Adaptive immunity involves the expansion of T cells and B cells specific for pathogens via rapid proliferative responses. Initial evidence for redox signaling in the process stems from the observations that treatment of primary T cells with pharmacologic antioxidants inhibits proliferation and production of the cytokine IL-2 following T-cell receptor stimulation in vitro [91]. Antioxidants also diminished the expansion of T cells in vivo [92]. The major initial source of ROS required for T cells activation is mitochondria [93, 94]. Pharmacological or genetic manipulation dampening mitochondrial ROS generation can diminish T cell activation in vitro and in vivo. However, NADPH oxidase can be invoked in response to mitochondrial ROS to further sustain ROS levels to maintain T cell activation [95]. NADPH oxidase and mitochondrial generated ROS have been implicated for B cell activation and proliferation upon stimulation of the B-cell receptor (BCR) [96, 97]. Thus, both TCR and BCR signaling requires ROS generation to mount the proper inflammatory response.
What happens when ROS levels are elevated during immune responses?
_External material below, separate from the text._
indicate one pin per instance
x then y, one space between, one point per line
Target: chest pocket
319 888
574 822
The simple answer is that this depends on the degree to which ROS levels are elevated beyond what is expected during a normal immune response. A slight elevation could be beneficial under certain conditions or detrimental [98]. For example, uncoupling Protein 2 (UCP2) knockout mice feature higher levels of mitochondrial ROS and possess increased immunity to bacterial pathogens [99]. This suggests a low elevated level of ROS in the immune system might enhance normal immune function. Indeed, mice heterozygous for Mclk1 (a mitochondrial hydroxylase necessary for ubiquinone synthesis) display increased mitochondrial ROS with elevated normal innate and adaptive inflammatory responses to fight pathogens without incurring tissue damage [100]. By contrast, high levels of ROS generation due to loss of NRF2 lead to elevated levels of pro-inflammatory cytokines [101]. NRF2 deficient mice display exacerbated innate immune derived inflammation responses to pathogens resulting in worsened pneumonia and sepsis [102]. Antioxidants improve survival of NRF2 deficient mice in these models of sepsis. Antigen-specific adaptive immunity induced by sensitization to ovalbumin model of asthma is also intensified by Nrf2 deficiency [103]. Thus, slightly elevated ROS levels may enhance immune system function while high levels of ROS could promote a pathological inflammatory response.
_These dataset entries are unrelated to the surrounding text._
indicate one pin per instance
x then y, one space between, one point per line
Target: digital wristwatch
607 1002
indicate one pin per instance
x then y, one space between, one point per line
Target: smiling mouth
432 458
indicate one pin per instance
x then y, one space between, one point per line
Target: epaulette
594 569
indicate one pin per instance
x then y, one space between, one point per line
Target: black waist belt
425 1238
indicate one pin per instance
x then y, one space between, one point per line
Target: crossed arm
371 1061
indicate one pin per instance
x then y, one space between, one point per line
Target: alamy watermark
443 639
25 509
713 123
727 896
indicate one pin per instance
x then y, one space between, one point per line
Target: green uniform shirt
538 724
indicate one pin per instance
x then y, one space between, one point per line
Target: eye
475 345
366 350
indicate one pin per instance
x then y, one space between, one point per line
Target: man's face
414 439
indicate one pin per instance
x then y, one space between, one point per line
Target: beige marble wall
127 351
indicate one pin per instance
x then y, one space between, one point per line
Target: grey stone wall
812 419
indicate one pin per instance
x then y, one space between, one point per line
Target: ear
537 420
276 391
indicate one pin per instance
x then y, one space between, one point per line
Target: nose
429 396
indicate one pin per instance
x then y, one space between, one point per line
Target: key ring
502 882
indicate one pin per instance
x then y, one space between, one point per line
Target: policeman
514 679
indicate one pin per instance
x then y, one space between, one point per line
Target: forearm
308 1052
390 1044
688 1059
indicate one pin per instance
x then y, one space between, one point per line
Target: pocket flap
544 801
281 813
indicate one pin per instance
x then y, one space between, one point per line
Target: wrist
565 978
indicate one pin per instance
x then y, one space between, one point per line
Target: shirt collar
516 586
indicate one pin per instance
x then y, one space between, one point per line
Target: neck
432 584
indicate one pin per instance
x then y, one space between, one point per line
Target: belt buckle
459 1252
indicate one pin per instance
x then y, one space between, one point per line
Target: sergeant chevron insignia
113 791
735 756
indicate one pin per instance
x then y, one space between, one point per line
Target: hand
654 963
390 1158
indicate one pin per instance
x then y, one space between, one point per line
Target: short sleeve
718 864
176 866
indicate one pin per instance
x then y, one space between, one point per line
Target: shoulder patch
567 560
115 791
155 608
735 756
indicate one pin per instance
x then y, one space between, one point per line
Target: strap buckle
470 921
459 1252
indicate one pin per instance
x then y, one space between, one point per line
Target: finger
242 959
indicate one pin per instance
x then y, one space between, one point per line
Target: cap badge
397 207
The finding that ROS functions both in the normal innate and adaptive immunity presents a challenge as to when antioxidants could be utilized as an immunomodulatory therapy. Clearly antioxidants should not be administered in healthy individuals that have robust antoxidant defense and a healthy immune system, since ROS are intimately tied to optimal pathogen clearance. However, when the immune system becomes dysregulated, as observed in autoimmune disease, antioxidants could be helpful in ameliorating the heightened inflammation response. As with ROS therapy in cancer, there are obstacles that need to be considered when using antioxidants for immunomodulation. For example, the dosing of antioxidants should not be so high as to interfere with normal immune responses. Furthermore, the timing of antioxidants is crucial during the progression of an inflammatory disease. This is certainly the case in critically ill patients in the intensive care unit (ICU). These patients often display signs of elevated ROS and heightened inflammatory responses that result in multi-organ failure and mortality. Even in the cases of an acute infection, it is possible that a pro-inflammatory cytokine storm is primarily responsible for admission to the ICU. Yet, multiple clinical trials have consistently showed no efficacy or an increase in mortality in patients with critical illness in the ICU treated with antioxidants [104]. Reasons for this failure are not fully understood but we speculate that the antioxidants might interfere with the normal responses to pathogens in certain immunosuppressed populations. It is possible that these immunosuppressed patients might even benefit from pro-oxidant therapy to boost their immune system.
Going forward, it will be important to characterize how different inflammatory cells respond to changes in ROS levels. It is now more appreciated that different T cell and macrophage subsets can be pro- or anti-inflammatory. But, it is not fully understood whether these different subsets have differential responses to ROS. Along these lines, it might be beneficial to increase a particular subset of T cells or macrophages by either increasing or decreasing ROS levels to ameliorate immune system pathologies.
Redox signaling and oxidative stress: Regulation of aging
The ability to regenerate tissues as well as to prevent damage to existing tissues are two key determinants of aging. One of the original theories of aging formulated over 50 years ago is Denham Harman's Free Radical Theory of Aging, which proposes ROS contribute to aging through their reactivity towards cellular macromolecules, particularly in the mitochondria [105]. Damaged mitochondria, through inefficient oxidative phosphorylation, produce escalating amounts of ROS inevitably impairing cellular function [106]. However, interventions in reducing ROS levels have had mixed results and it not clear whether ROS induced damage is the underlying cause of aging [107]. On the contrary, recent evidence suggests ROS-signaling is required for maintenance of tissues and increasing ROS can activate cellular stress pathways to dampen tissue degeneration to promote healthy aging [108].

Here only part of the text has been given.